Aprovada lei que proíbe o uso do quadro negro e do giz à base de óxido de cálcio em escolas da rede municipal



Priscila Magalhães
Repórter

O Legislativo aprovou na última quarta-feira, dia 28 de maio, a lei 11.581 que proíbe o uso de giz à base de óxido de cálcio nas escolas da rede municipal, de Juiz de Fora. A partir do dia 1º de janeiro de 2009, os quadros negros devem ser substituídos pelos brancos e o giz pelo pincel atômico.

A lei foi proposta pelo vereador José Emanuel (PSC) e tem o objetivo de preservar a saúde dos professores. Para o coordenador-geral do Sindicato dos Professores de Juiz de Fora (Sinpro), Roberto Cupolilo, a lei vem atender a uma discussão antiga dos professores. "O giz é um artefato usado há milênios", coloca.
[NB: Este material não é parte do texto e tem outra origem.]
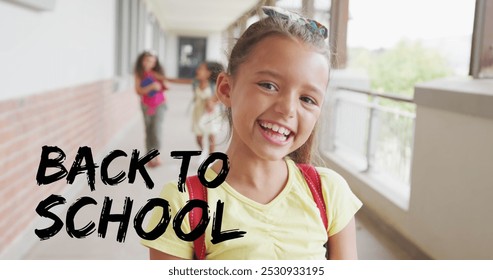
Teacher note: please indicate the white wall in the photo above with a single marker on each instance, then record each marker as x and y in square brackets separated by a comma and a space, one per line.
[41, 51]
[215, 50]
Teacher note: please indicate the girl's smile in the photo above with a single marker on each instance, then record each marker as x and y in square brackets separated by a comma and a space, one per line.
[275, 96]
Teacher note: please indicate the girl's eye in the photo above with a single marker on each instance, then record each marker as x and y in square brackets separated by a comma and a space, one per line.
[268, 86]
[308, 100]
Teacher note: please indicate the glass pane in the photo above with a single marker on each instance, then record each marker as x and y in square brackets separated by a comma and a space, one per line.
[400, 43]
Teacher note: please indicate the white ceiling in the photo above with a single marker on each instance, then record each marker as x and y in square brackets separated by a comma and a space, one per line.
[198, 16]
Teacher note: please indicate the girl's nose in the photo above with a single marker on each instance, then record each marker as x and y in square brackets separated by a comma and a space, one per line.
[286, 104]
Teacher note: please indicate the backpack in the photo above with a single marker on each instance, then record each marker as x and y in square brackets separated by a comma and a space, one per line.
[197, 191]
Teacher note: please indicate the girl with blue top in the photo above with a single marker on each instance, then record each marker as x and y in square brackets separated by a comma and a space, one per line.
[274, 89]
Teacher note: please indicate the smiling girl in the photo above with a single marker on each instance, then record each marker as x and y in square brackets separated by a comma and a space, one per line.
[273, 90]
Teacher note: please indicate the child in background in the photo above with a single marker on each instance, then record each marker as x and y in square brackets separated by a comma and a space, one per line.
[206, 119]
[150, 86]
[273, 90]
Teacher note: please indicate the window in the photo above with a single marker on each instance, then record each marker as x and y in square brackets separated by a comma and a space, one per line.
[400, 43]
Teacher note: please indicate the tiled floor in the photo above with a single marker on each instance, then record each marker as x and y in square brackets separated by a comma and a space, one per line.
[372, 244]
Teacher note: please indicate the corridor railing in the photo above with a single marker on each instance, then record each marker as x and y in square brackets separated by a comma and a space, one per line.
[373, 132]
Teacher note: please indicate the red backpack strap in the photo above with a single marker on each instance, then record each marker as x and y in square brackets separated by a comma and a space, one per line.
[312, 178]
[197, 191]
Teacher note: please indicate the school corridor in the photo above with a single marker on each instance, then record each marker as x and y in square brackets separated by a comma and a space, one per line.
[373, 242]
[407, 123]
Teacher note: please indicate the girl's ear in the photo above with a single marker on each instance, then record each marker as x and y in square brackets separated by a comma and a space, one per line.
[224, 89]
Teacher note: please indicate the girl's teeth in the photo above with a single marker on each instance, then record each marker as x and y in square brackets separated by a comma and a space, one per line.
[276, 128]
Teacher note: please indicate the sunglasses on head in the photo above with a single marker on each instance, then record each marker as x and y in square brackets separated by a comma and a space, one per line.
[313, 25]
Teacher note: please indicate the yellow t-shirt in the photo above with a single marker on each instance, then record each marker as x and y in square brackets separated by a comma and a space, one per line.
[288, 227]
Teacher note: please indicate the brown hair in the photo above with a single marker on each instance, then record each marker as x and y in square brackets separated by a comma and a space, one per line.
[139, 69]
[281, 27]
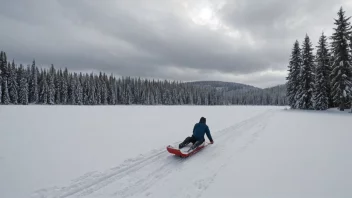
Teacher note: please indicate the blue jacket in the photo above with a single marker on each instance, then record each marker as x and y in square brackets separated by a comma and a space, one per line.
[200, 129]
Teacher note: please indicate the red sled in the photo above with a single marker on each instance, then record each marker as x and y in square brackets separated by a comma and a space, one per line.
[183, 152]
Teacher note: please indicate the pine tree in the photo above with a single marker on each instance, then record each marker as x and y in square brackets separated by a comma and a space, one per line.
[64, 87]
[5, 94]
[73, 90]
[306, 87]
[0, 89]
[294, 74]
[322, 76]
[341, 74]
[44, 91]
[33, 85]
[51, 84]
[3, 65]
[24, 90]
[13, 87]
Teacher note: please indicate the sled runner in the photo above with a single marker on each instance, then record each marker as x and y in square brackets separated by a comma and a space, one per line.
[184, 152]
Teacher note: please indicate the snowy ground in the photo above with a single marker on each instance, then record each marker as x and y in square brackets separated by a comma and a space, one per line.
[119, 151]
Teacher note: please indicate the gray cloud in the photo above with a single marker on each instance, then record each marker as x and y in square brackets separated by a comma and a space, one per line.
[159, 39]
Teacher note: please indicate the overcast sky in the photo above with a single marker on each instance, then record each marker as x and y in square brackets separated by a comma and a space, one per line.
[245, 41]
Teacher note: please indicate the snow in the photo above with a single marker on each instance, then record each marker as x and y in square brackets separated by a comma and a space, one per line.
[120, 151]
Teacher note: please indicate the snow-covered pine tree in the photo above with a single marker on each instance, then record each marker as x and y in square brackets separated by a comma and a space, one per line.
[3, 65]
[51, 84]
[341, 74]
[44, 90]
[306, 87]
[79, 90]
[33, 85]
[5, 94]
[13, 87]
[64, 87]
[293, 75]
[0, 89]
[91, 94]
[58, 83]
[72, 90]
[24, 90]
[322, 75]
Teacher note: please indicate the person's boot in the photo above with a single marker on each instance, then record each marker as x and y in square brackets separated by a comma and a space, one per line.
[195, 145]
[184, 143]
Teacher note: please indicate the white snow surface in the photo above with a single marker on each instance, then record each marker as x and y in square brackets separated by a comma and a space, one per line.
[120, 151]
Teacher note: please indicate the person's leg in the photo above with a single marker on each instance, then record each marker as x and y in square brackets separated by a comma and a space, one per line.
[197, 143]
[185, 142]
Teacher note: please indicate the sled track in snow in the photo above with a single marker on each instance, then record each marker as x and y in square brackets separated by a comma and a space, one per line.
[137, 175]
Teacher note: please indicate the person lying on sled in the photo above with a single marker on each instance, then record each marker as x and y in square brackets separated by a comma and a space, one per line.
[198, 135]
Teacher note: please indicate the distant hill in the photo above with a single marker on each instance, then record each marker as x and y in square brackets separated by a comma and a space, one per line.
[226, 86]
[242, 94]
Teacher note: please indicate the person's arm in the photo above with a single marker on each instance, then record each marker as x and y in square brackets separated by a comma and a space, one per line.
[207, 131]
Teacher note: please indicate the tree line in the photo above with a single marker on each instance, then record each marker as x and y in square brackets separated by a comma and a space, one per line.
[322, 80]
[22, 85]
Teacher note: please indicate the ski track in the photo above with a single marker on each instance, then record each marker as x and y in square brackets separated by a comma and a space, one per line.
[137, 175]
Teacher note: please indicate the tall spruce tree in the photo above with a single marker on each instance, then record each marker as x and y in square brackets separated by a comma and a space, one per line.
[341, 68]
[322, 75]
[0, 89]
[5, 94]
[293, 76]
[51, 85]
[13, 87]
[306, 87]
[23, 86]
[33, 85]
Alergias e doenças respiratórias, nos professores, estão relacionadas ao uso do giz.

O sindicato comemora a aprovação da lei, mas concorda que ela é apenas o primeiro passo, já que o número de quadros a serem trocados nas escolas é grande. "Com a lei aprovada, o sindicato passa a cobrar", garante.